Successful follow-on transaction confirms the Group’s capital markets strategy and supports continued growth, with a particular focus on Italy.

Supernova Invest GmbH today announced the successful pricing of its second senior bond issuance with a total amount of €300 million and a five-year tenor. Following the Group’s successful debut in the bond market in 2025, this follow-on transaction reinforces Supernova’s consistent capital markets strategy. The strong demand from institutional investors reflects the company’s robust operational performance and financial results, the disciplined execution of its growth strategy and the continued expansion of its presence in Italy.

The €300 million Notes carry a fixed annual coupon of 4.375% and mature in June 2031. The Notes priced 40 basis points tighter than initial price guidance at a final spread of MidSwap+175 basis points, which marks a negative new issue premium. The final order book stood at approximately €2.1 billion, representing an oversubscription of 7 times.

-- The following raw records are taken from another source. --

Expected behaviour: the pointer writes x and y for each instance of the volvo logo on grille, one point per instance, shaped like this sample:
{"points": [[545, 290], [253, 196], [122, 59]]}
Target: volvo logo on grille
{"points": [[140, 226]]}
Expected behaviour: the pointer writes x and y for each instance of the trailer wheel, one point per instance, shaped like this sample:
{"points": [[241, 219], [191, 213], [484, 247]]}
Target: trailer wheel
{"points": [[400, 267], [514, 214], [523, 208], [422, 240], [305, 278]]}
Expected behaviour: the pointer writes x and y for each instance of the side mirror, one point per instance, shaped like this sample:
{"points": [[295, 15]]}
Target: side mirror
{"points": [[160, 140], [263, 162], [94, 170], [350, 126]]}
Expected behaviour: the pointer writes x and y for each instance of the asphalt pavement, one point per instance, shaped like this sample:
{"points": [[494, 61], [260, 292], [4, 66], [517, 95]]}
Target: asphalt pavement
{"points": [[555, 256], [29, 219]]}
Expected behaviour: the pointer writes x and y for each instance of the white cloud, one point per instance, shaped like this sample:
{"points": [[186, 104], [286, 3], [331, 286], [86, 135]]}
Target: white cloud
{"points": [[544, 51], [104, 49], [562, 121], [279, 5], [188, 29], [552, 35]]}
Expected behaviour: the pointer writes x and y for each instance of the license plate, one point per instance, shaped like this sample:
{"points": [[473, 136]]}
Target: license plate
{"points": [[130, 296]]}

The Notes are issued under English law and will be listed on the Euro MTF market of the Luxembourg Stock Exchange. In connection with the transaction, Fitch Ratings has reaffirmed Supernova’s investment-grade issuer rating of BBB- (stable) in an updated rating letter, recognising the Group’s stable performance and its well-diversified portfolio of retail real estate assets across Central and South-Eastern Europe.

The offering is expected to close on 23 June 2026, subject to customary closing conditions.

The net proceeds from the issuance will be used to finance acquisitions (with a particular focus on the continued expansion in Italy), to repay existing secured and unsecured bank debt and for general corporate purposes.

Frank Philipp Albert, Founder and Owner of Supernova Invest, said: “This issuance is a further step in the long-term strategy that defines Supernova: building and actively managing a resilient portfolio of dominant retail assets across our core markets. It strengthens our ability to pursue disciplined, value-accretive growth – with a clear focus on the continued expansion of our platform in Italy.”

 

Carl Pfeiffer, Chief Financial Officer of Supernova Invest, added: “This transaction further strengthens our capital structure and increases the share of unsecured funding, in line with our stated financial policy. Together with Fitch’s reaffirmation of our BBB- rating, it underlines the discipline behind our balance sheet and our firm commitment to maintaining an investment-grade profile.”

 

Moritz Hörmann, Head of Controlling & Investor Relations, said: “The significant oversubscription, the high-quality and well-diversified investor base – with a focus on Continental Europe and the UK – and the favourable pricing all underline the market’s strong confidence in Supernova’s signature growth trajectory and solid financial position.”

The transaction was led by Citigroup, Goldman Sachs Bank Europe SE and J.P. Morgan as Joint Global Coordinators. Erste Group and UniCredit acted as additional Joint Bookrunners.